I'm trying to format the data to feed into an API. The requested body asking for
{ userEvent: { eventType: "home-page-view", visitorId: "visitor-1", userInfo: { userId: "user-1" } } }
{ userEvent: { eventType: "home-page-view", visitorId: "visitor-2", userInfo: { userId: "user-2" } } }
{ userEvent: { eventType: "home-page-view", visitorId: "visitor-3", userInfo: { userId: "user-3" } } }
...
I got a query to get the required columns in BigQuery and then push the table result to GCS in the NDJSON format.
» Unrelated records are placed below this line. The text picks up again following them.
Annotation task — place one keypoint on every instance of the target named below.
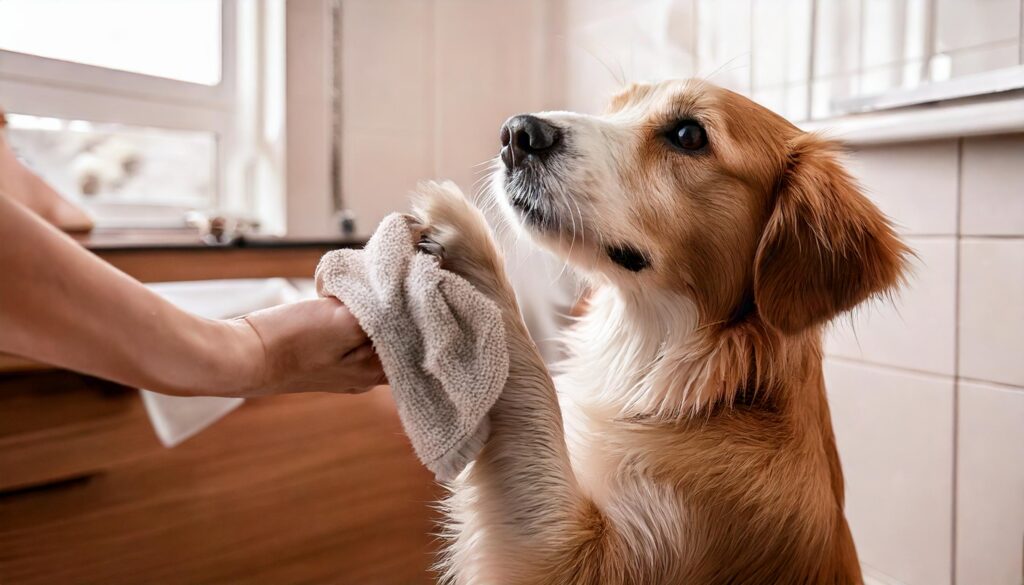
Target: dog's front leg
(517, 514)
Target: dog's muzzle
(527, 139)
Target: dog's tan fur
(696, 445)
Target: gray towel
(441, 341)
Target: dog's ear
(825, 247)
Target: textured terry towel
(441, 342)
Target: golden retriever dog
(688, 439)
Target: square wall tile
(991, 316)
(913, 183)
(838, 40)
(612, 43)
(386, 65)
(781, 42)
(961, 24)
(379, 171)
(724, 43)
(990, 485)
(895, 435)
(992, 187)
(885, 32)
(916, 329)
(771, 97)
(979, 59)
(827, 93)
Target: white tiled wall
(927, 393)
(426, 88)
(860, 47)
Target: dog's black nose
(525, 135)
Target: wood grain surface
(296, 489)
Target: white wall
(426, 88)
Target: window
(144, 110)
(173, 39)
(815, 59)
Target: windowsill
(997, 114)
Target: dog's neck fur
(658, 363)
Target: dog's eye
(688, 135)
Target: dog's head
(689, 187)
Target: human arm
(62, 305)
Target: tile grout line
(890, 368)
(956, 348)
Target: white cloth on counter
(176, 418)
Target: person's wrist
(241, 366)
(215, 359)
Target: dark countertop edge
(114, 243)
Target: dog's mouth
(536, 194)
(544, 204)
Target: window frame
(42, 86)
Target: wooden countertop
(171, 255)
(147, 240)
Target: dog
(688, 437)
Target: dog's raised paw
(446, 225)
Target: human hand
(313, 345)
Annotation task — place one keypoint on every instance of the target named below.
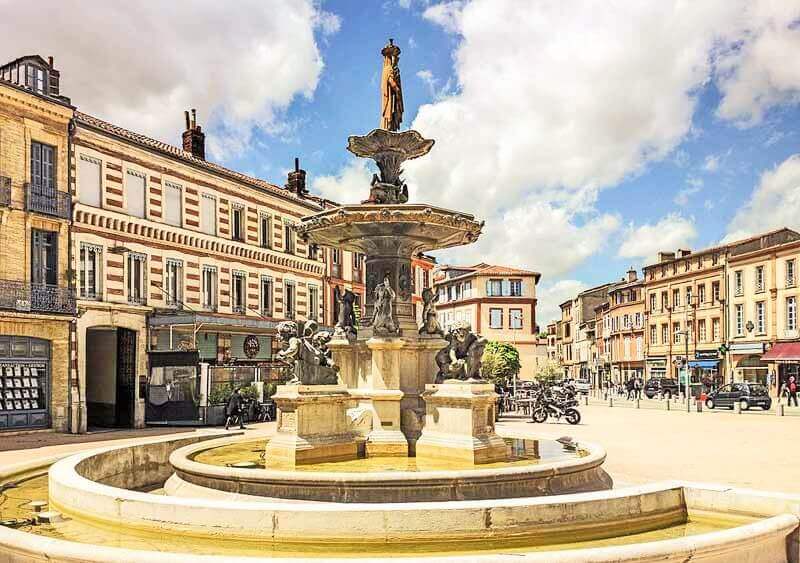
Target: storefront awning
(783, 351)
(704, 364)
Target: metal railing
(47, 200)
(5, 191)
(21, 296)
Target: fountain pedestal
(459, 424)
(312, 426)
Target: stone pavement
(646, 445)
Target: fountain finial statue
(391, 88)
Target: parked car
(668, 387)
(582, 386)
(746, 394)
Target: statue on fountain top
(391, 88)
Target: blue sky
(589, 135)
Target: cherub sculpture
(461, 358)
(346, 323)
(306, 356)
(430, 322)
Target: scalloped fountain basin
(535, 468)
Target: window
(739, 319)
(35, 79)
(135, 187)
(137, 266)
(208, 214)
(173, 282)
(759, 278)
(761, 320)
(173, 204)
(44, 257)
(238, 289)
(264, 230)
(313, 302)
(90, 183)
(209, 288)
(288, 238)
(237, 222)
(290, 299)
(266, 295)
(90, 269)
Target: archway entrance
(110, 376)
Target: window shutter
(135, 184)
(90, 184)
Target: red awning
(783, 351)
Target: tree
(500, 362)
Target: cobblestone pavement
(760, 451)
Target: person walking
(233, 410)
(791, 392)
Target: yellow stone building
(37, 304)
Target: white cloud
(774, 203)
(140, 65)
(645, 241)
(550, 295)
(711, 163)
(761, 70)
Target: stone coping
(772, 539)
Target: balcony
(5, 191)
(25, 297)
(47, 200)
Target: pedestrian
(233, 410)
(791, 389)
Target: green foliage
(220, 394)
(500, 362)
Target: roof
(189, 158)
(783, 351)
(484, 269)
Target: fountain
(386, 444)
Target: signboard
(251, 346)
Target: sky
(588, 135)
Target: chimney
(297, 180)
(666, 256)
(194, 140)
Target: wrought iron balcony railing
(21, 296)
(5, 191)
(47, 200)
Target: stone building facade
(37, 304)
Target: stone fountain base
(459, 424)
(313, 426)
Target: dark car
(746, 394)
(668, 387)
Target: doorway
(110, 377)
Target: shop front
(783, 360)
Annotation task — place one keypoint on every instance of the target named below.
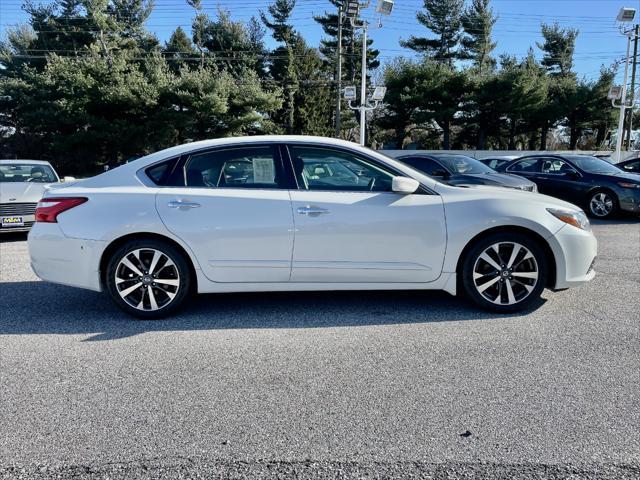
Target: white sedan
(22, 184)
(294, 213)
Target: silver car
(22, 184)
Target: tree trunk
(543, 136)
(290, 116)
(512, 135)
(446, 135)
(601, 133)
(573, 138)
(399, 134)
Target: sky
(517, 29)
However, I have no clue how to add a key userEvent
to include the currently available results (1) during the query or (2) after storing the NDJSON file in GCS. Given that the expected number of rows will be roughly one million, I wonder what the most efficient solution to this as I'd like to avoid a for loop to go through each line...
This is what I have now:
# get the BigQuery result and store in the "results" variable
query_job = bq_client.query(query, job_config=job_config, location="US")
results = query_job.result() #<google.cloud.bigquery.table.RowIterator at 0x148728310>
# The current NDJSON file in GCS
{"eventType":"home-page-view","visitorId":"13245","userInfo":{"userId":"11111"}
{"eventType":"home-page-view","visitorId":"56789","userInfo":{"userId":"22222"}